The birth and death of an acronym

Everything you see here is new as of today, Jan. 7, 2010.

A new organization for a new year — presenting its first story.

The Maine Center for Public Interest Reporting is perhaps not as grand as its name — just yet. Right now, it’s just one full-time “employee” — me — and an advisory board. I hold down all the jobs: executive director, senior reporter, fixer of computers (not very good at that), office manager, fundraiser, etc.

I do have a partner who wants to be listed as my “personal chef.” She gets the same pay I get: nothing.

I could call this group MCPIR, but one of my writerly pet peeves is the overuse of acronyms, so that’s the last time you’ll see me refer to “McPeer.” On second reference, I’ll call it the Center.

The story you see on this page about Maine tax reform is an example of the type of in-depth reporting we’ll be doing. I plan to write about how state government really works, who really benefits, who gets taken care of and who doesn’t. I also expect to look into the claims of some the candidates running for governor.

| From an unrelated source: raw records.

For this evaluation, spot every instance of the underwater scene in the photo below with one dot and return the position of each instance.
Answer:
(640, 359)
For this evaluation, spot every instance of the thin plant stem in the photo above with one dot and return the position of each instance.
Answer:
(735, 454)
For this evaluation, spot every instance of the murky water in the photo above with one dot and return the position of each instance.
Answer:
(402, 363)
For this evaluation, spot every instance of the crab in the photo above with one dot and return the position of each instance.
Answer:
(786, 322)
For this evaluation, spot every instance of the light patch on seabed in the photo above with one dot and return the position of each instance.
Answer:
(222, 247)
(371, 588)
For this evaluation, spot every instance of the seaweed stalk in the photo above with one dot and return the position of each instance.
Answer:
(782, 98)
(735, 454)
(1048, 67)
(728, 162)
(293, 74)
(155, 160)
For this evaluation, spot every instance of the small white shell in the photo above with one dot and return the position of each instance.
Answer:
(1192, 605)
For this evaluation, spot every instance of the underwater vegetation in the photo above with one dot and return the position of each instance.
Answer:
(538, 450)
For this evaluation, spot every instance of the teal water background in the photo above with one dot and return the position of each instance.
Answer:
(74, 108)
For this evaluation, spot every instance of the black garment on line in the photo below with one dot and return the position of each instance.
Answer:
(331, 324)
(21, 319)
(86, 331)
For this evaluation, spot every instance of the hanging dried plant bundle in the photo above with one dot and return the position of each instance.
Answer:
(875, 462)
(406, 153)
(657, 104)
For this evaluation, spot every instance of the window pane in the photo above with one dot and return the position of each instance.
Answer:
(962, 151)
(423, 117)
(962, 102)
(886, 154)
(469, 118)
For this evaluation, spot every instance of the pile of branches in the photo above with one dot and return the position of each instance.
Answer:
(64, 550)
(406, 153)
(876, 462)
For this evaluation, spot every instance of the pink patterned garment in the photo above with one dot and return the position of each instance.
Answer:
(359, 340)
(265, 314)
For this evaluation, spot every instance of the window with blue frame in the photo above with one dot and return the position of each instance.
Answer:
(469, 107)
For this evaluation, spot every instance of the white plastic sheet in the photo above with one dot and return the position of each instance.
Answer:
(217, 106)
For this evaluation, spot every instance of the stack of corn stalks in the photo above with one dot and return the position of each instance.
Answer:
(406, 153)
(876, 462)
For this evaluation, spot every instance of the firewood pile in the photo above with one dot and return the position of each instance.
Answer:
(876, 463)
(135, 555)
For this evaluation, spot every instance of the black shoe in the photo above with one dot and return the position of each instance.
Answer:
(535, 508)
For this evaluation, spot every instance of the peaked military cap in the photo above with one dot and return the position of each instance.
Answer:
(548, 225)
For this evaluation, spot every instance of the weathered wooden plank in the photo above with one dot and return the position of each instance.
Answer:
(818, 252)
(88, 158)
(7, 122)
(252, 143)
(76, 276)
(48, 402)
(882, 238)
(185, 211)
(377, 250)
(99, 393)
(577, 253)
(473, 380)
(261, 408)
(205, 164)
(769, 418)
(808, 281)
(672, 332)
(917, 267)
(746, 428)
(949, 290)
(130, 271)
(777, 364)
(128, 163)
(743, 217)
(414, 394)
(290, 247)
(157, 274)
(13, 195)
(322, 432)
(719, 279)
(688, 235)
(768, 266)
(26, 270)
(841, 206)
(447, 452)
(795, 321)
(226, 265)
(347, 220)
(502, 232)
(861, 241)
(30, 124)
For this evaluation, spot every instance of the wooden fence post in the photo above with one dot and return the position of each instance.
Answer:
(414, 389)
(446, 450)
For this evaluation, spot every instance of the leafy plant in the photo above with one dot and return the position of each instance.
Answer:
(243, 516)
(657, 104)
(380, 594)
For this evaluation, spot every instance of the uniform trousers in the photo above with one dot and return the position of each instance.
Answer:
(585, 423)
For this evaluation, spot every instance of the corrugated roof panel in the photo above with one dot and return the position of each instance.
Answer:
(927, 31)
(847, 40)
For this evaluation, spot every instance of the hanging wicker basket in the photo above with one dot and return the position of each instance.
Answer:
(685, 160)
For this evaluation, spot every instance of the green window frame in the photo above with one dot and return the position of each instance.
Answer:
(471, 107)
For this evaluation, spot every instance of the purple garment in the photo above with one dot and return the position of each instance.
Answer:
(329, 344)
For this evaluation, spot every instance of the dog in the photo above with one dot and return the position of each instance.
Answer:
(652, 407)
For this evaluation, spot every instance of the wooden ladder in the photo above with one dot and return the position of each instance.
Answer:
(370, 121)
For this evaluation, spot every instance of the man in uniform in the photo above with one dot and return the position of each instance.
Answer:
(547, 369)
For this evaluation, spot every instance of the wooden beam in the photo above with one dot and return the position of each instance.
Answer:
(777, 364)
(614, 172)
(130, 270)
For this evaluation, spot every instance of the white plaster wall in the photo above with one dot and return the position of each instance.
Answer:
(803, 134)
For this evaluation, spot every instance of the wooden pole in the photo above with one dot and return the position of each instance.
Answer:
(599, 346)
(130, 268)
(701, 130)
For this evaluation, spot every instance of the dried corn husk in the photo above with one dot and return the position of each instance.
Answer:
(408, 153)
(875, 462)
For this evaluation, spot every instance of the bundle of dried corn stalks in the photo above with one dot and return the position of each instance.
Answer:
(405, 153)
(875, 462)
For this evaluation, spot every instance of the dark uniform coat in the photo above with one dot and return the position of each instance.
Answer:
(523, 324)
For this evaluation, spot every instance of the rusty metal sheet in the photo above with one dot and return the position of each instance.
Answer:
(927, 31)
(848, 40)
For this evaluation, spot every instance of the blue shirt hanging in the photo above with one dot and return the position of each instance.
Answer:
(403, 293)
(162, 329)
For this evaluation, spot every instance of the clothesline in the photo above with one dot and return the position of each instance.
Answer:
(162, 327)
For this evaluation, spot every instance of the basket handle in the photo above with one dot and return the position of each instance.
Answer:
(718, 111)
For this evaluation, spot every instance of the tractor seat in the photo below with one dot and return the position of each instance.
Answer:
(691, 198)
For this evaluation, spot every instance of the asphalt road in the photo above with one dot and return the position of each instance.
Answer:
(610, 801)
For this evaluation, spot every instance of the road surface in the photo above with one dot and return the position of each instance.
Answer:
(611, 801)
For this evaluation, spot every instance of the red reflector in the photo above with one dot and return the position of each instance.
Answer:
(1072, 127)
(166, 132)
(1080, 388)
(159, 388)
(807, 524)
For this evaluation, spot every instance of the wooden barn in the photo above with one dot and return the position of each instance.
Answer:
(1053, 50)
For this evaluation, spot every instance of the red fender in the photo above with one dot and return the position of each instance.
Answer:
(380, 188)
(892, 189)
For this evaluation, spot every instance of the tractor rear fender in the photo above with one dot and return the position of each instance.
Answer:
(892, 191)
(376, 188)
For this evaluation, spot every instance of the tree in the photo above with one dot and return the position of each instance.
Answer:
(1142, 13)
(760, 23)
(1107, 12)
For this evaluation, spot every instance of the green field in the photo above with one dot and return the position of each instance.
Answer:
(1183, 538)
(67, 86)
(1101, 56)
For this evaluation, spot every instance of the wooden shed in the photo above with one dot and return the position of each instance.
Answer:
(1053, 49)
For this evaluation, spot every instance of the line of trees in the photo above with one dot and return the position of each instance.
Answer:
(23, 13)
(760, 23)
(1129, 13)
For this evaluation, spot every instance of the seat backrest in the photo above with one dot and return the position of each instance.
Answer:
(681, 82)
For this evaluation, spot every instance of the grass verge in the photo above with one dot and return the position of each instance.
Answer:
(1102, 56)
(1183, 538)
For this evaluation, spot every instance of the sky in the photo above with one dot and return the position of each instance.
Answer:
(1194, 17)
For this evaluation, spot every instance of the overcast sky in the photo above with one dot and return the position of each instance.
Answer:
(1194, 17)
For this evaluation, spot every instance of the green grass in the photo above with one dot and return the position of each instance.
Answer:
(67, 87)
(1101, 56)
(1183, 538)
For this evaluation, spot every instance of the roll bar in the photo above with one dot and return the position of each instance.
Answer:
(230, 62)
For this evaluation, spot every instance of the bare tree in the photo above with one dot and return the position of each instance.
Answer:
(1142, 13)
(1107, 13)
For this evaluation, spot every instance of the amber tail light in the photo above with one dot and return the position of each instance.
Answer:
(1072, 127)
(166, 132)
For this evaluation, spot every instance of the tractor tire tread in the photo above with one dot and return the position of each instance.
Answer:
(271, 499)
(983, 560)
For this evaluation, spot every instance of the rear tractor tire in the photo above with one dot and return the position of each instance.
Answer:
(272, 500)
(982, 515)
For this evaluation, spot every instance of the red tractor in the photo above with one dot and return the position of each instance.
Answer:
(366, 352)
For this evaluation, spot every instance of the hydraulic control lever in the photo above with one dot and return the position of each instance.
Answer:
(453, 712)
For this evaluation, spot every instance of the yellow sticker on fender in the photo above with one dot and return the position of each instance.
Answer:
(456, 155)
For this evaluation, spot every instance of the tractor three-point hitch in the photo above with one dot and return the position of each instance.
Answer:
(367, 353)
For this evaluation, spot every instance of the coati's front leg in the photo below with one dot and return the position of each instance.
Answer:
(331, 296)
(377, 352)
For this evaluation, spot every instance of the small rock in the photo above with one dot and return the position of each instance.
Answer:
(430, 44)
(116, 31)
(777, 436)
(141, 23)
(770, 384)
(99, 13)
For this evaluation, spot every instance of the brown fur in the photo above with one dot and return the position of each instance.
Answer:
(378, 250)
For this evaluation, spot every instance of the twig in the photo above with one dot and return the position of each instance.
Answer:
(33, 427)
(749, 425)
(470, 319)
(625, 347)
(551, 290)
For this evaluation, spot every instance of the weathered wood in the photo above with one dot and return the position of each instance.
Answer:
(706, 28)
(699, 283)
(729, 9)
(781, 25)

For the past few months, as I’ve worked on the tax reform story, I’ve personally paid the expenses of the Center, such as insurance and web page development. It’s the least I can do for the business that gave me a decent living for 40 years — and, more important, gave meaning to my life.

But, as Samuel Johnson said, “No man but a blockhead ever wrote except for money.”

Newspapers don’t have much money these days, so the Center’s stories are being provided to our media partners as a public service.

The Center is in the process of incorporating and then will apply for non-profit status and will seek foundation grants and donations. But until that happens, I’ll continue to report and write pro bono.

So, call me a blockhead. I’ve been called worse, and if I do my job, I expect more of the same.